Considering our inherent strength in Arable Land Resource Base, we need to urgently look at the two areas of immediate concern: water scarcity and food security. Water shortage should ideally take priority. It’s not as if there is no water, as you can see from the river basins. A large number of districts remain drought prone because water has not been not been sufficiently harnessed from the basins. Lack of watershed management has resulted in massive loss of water, unlined canals account for large amounts of loss through seepage, deforestation has resulted in major flooding downriver eventually leading to droughts upriver.
But merely investing in huge dams and irrigation projects is definitely not the answer. Various studies have shown that larger the irrigation project, higher the cost per hectare with the lowest delivery quotient. Conversely, smaller the project, lower the cost per hectare with a high delivery quotient. In the 1990s, calculations revealed that major and medium projects cost Rs 35,000 per hectare, while minor projects cost Rs 7,000 per hectare. Watershed projects: a mere Rs 4,000 per hectare.
The benefits of watershed management have been amply demonstrated by NGOsworking at the micro level in various parts of the country, the most famous being the experiment of Anna Hazare in Ralegan Siddhi. Watershed management at the local level, coupled with a huge number of minor irrigation projects ought to be the goal of the future. Incorporating this into a holistic development model would result in a multiplier effect, as seen at Tilonia village near Ajmer.
This leads us to the next priority: increases in production alongside worldwide average yields. We need to strengthen the research facilities at agricultural universities and encourage the exchange of ideas and newer seed varieties among these institutions. This will also require huge increases in investments for the improvement of technologies required right from the development of newer varieties of seeds, expansion and improvement in quality seed production to plantation techniques, from harvesting techniques to marketing, including value addition upon site and world class storage facilities. The last aspect is crucial because in our current godowns, losses due to dampness, pilferage and deterioration mount to unacceptable levels.
Finally, we come to development of infrastructure. Electricity, roads and rail connections would be integral to any increase in production. Lack of electricity has been one of the chief causes of the perennial backwardness of the BIMARU states, especially Bihar and Uttar Pradesh.

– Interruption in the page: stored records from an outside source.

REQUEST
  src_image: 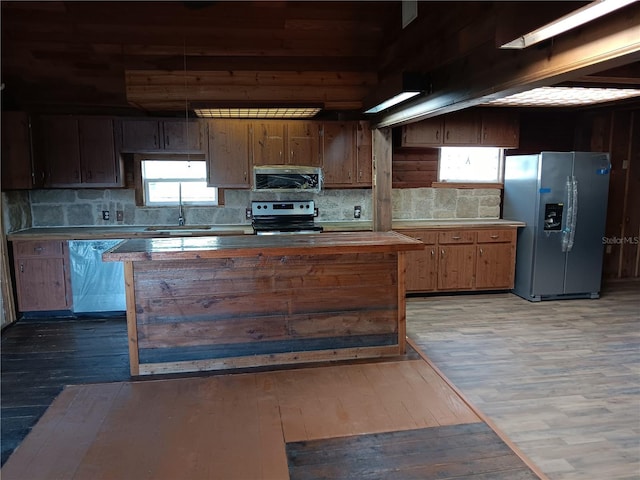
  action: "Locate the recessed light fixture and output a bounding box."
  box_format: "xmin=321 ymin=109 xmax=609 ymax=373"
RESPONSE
xmin=483 ymin=87 xmax=640 ymax=107
xmin=193 ymin=107 xmax=320 ymax=118
xmin=500 ymin=0 xmax=637 ymax=49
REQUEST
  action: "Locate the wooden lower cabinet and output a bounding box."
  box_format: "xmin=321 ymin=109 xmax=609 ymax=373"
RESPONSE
xmin=13 ymin=240 xmax=73 ymax=312
xmin=402 ymin=230 xmax=438 ymax=292
xmin=438 ymin=245 xmax=476 ymax=290
xmin=400 ymin=228 xmax=516 ymax=293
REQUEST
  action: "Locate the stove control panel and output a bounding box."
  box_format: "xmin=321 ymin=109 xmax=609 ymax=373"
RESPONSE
xmin=251 ymin=200 xmax=315 ymax=218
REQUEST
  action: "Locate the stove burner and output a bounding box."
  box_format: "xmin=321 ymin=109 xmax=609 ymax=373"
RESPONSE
xmin=251 ymin=200 xmax=322 ymax=235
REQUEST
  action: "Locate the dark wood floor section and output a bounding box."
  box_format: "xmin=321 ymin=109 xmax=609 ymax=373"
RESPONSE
xmin=0 ymin=317 xmax=130 ymax=465
xmin=286 ymin=423 xmax=538 ymax=480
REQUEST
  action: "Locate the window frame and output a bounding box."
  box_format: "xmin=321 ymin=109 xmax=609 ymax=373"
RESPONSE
xmin=432 ymin=146 xmax=505 ymax=188
xmin=133 ymin=154 xmax=224 ymax=208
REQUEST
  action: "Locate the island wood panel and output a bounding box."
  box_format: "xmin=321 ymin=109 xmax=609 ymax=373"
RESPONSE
xmin=127 ymin=253 xmax=404 ymax=371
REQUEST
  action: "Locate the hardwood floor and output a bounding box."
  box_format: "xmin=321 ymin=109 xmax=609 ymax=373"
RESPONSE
xmin=0 ymin=317 xmax=130 ymax=464
xmin=407 ymin=282 xmax=640 ymax=480
xmin=2 ymin=359 xmax=496 ymax=480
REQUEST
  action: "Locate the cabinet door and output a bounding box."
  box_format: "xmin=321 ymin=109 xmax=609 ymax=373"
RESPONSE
xmin=322 ymin=122 xmax=356 ymax=188
xmin=286 ymin=121 xmax=322 ymax=167
xmin=438 ymin=245 xmax=476 ymax=290
xmin=160 ymin=120 xmax=205 ymax=152
xmin=252 ymin=120 xmax=286 ymax=165
xmin=482 ymin=109 xmax=520 ymax=148
xmin=444 ymin=110 xmax=480 ymax=145
xmin=78 ymin=117 xmax=121 ymax=186
xmin=2 ymin=112 xmax=42 ymax=190
xmin=402 ymin=117 xmax=443 ymax=147
xmin=13 ymin=241 xmax=72 ymax=312
xmin=400 ymin=230 xmax=438 ymax=292
xmin=39 ymin=116 xmax=82 ymax=187
xmin=356 ymin=122 xmax=373 ymax=187
xmin=476 ymin=243 xmax=515 ymax=290
xmin=122 ymin=119 xmax=164 ymax=152
xmin=207 ymin=120 xmax=251 ymax=188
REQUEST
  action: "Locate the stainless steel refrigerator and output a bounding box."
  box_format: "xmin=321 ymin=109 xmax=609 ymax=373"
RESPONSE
xmin=503 ymin=152 xmax=610 ymax=302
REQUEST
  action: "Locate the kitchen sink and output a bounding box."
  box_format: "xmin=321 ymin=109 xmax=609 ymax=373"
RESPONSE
xmin=145 ymin=225 xmax=211 ymax=232
xmin=145 ymin=225 xmax=211 ymax=236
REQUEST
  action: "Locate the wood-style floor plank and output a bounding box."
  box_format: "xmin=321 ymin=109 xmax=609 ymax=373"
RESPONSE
xmin=407 ymin=282 xmax=640 ymax=480
xmin=2 ymin=360 xmax=480 ymax=480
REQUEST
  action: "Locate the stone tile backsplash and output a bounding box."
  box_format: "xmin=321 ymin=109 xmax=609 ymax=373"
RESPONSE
xmin=2 ymin=188 xmax=500 ymax=232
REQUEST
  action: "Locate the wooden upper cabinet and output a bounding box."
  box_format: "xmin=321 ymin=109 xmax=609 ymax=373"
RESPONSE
xmin=37 ymin=115 xmax=123 ymax=188
xmin=251 ymin=120 xmax=322 ymax=167
xmin=39 ymin=116 xmax=82 ymax=187
xmin=443 ymin=109 xmax=480 ymax=145
xmin=356 ymin=122 xmax=373 ymax=187
xmin=251 ymin=120 xmax=288 ymax=165
xmin=78 ymin=117 xmax=122 ymax=185
xmin=2 ymin=112 xmax=44 ymax=190
xmin=322 ymin=122 xmax=356 ymax=188
xmin=39 ymin=115 xmax=123 ymax=187
xmin=207 ymin=120 xmax=251 ymax=188
xmin=121 ymin=118 xmax=206 ymax=153
xmin=287 ymin=121 xmax=322 ymax=167
xmin=401 ymin=109 xmax=520 ymax=148
xmin=402 ymin=117 xmax=444 ymax=147
xmin=322 ymin=122 xmax=372 ymax=188
xmin=122 ymin=119 xmax=164 ymax=152
xmin=481 ymin=109 xmax=520 ymax=148
xmin=161 ymin=120 xmax=206 ymax=153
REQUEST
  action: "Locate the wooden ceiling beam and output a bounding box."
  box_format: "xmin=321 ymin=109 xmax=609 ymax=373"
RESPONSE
xmin=125 ymin=70 xmax=377 ymax=110
xmin=372 ymin=3 xmax=640 ymax=127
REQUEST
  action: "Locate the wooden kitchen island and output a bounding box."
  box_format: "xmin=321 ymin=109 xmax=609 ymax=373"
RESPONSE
xmin=103 ymin=232 xmax=424 ymax=376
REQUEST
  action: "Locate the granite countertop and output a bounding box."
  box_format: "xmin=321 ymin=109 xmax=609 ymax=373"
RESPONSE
xmin=102 ymin=232 xmax=424 ymax=262
xmin=7 ymin=219 xmax=525 ymax=240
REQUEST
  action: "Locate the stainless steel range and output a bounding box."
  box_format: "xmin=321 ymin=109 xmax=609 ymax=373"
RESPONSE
xmin=251 ymin=200 xmax=322 ymax=235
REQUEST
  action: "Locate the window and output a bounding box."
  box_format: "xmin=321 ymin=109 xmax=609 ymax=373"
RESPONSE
xmin=438 ymin=147 xmax=503 ymax=183
xmin=141 ymin=160 xmax=218 ymax=206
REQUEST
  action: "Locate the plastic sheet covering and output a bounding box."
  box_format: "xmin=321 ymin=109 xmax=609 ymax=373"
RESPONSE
xmin=69 ymin=240 xmax=127 ymax=313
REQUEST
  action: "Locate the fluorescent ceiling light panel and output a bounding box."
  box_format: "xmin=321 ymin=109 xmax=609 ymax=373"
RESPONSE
xmin=483 ymin=87 xmax=640 ymax=107
xmin=194 ymin=107 xmax=320 ymax=118
xmin=500 ymin=0 xmax=637 ymax=48
xmin=364 ymin=92 xmax=420 ymax=113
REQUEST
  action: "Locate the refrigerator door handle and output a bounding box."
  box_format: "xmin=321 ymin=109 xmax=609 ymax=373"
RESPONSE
xmin=567 ymin=176 xmax=578 ymax=252
xmin=562 ymin=176 xmax=578 ymax=252
xmin=562 ymin=176 xmax=578 ymax=252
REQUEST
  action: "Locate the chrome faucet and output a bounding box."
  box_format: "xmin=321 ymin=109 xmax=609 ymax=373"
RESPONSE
xmin=178 ymin=182 xmax=184 ymax=226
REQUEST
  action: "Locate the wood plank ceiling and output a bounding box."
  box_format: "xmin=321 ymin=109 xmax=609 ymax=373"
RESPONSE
xmin=1 ymin=1 xmax=640 ymax=124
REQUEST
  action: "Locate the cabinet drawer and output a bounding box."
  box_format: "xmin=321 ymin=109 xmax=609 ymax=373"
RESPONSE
xmin=478 ymin=230 xmax=516 ymax=243
xmin=438 ymin=230 xmax=476 ymax=244
xmin=14 ymin=240 xmax=64 ymax=258
xmin=398 ymin=230 xmax=438 ymax=245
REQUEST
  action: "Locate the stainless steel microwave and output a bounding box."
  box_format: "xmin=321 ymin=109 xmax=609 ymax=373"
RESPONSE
xmin=253 ymin=165 xmax=322 ymax=193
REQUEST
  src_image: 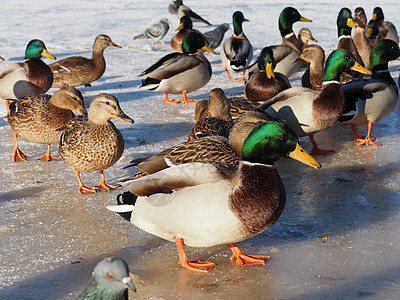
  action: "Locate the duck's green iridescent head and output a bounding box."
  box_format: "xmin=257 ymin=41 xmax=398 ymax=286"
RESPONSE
xmin=258 ymin=47 xmax=276 ymax=78
xmin=240 ymin=121 xmax=321 ymax=169
xmin=25 ymin=40 xmax=56 ymax=59
xmin=176 ymin=16 xmax=193 ymax=31
xmin=336 ymin=7 xmax=355 ymax=37
xmin=324 ymin=49 xmax=371 ymax=81
xmin=371 ymin=6 xmax=385 ymax=21
xmin=182 ymin=32 xmax=215 ymax=54
xmin=232 ymin=11 xmax=249 ymax=35
xmin=278 ymin=7 xmax=312 ymax=36
xmin=369 ymin=39 xmax=400 ymax=71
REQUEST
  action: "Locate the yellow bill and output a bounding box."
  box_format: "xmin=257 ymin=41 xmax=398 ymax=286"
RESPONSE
xmin=289 ymin=144 xmax=321 ymax=169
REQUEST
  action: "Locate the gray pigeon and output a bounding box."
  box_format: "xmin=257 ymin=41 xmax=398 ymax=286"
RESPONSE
xmin=168 ymin=0 xmax=211 ymax=25
xmin=133 ymin=18 xmax=169 ymax=45
xmin=203 ymin=23 xmax=229 ymax=50
xmin=77 ymin=257 xmax=136 ymax=300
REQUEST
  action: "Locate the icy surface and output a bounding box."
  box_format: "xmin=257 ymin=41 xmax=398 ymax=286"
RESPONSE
xmin=0 ymin=0 xmax=400 ymax=299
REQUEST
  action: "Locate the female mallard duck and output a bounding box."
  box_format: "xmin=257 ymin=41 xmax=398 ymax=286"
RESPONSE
xmin=295 ymin=44 xmax=325 ymax=90
xmin=0 ymin=40 xmax=55 ymax=111
xmin=188 ymin=88 xmax=233 ymax=141
xmin=139 ymin=32 xmax=214 ymax=104
xmin=244 ymin=47 xmax=292 ymax=101
xmin=58 ymin=93 xmax=133 ymax=193
xmin=260 ymin=49 xmax=371 ymax=153
xmin=339 ymin=39 xmax=400 ymax=146
xmin=108 ymin=122 xmax=320 ymax=272
xmin=220 ymin=11 xmax=253 ymax=81
xmin=6 ymin=87 xmax=86 ymax=161
xmin=371 ymin=6 xmax=399 ymax=44
xmin=170 ymin=16 xmax=201 ymax=53
xmin=50 ymin=34 xmax=121 ymax=88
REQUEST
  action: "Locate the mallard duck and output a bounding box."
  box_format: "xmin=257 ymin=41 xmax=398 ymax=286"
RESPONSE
xmin=244 ymin=47 xmax=292 ymax=101
xmin=260 ymin=49 xmax=371 ymax=153
xmin=6 ymin=87 xmax=86 ymax=161
xmin=371 ymin=6 xmax=399 ymax=44
xmin=220 ymin=11 xmax=253 ymax=81
xmin=0 ymin=40 xmax=55 ymax=111
xmin=168 ymin=0 xmax=211 ymax=25
xmin=107 ymin=121 xmax=320 ymax=272
xmin=170 ymin=16 xmax=202 ymax=53
xmin=365 ymin=20 xmax=383 ymax=47
xmin=139 ymin=32 xmax=214 ymax=103
xmin=295 ymin=44 xmax=325 ymax=90
xmin=58 ymin=93 xmax=133 ymax=193
xmin=50 ymin=34 xmax=122 ymax=88
xmin=336 ymin=7 xmax=364 ymax=83
xmin=339 ymin=39 xmax=400 ymax=146
xmin=297 ymin=28 xmax=318 ymax=52
xmin=77 ymin=257 xmax=136 ymax=300
xmin=188 ymin=88 xmax=233 ymax=141
xmin=203 ymin=23 xmax=229 ymax=50
xmin=133 ymin=18 xmax=169 ymax=45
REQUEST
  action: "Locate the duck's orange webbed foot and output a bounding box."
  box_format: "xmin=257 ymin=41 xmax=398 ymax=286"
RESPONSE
xmin=228 ymin=244 xmax=271 ymax=266
xmin=175 ymin=238 xmax=215 ymax=273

No delivery system can function in isolation without infrastructural support. It is not an accident that China has concentrated its investments in infrastructure and is now reaping the consequent benefits.
HOWEVER, WHATEVER levels of technological advancement and innovations we bring to bear upon agriculture, land is still a finite resource. The question eventually remains of the manner and the level of the use or exploitation of this finite resource.
The agitations taking place in different parts of the country against acquisition of agricultural land by the government should act as a wake-up call. Perhaps, non-agricultural development needs to be shifted to less productive areas where there is degenerated land. Merely rationalising the manner and levels of compensation is not enough. Actively seeking to preserve this finite resource will make sure it has the potential to become the lifeline of our future.
The views expressed in this article are personal and do not reflect the position of the Indian National Congress
Vishvjit Prithvijit Singh is former MP, Rajya Sabha.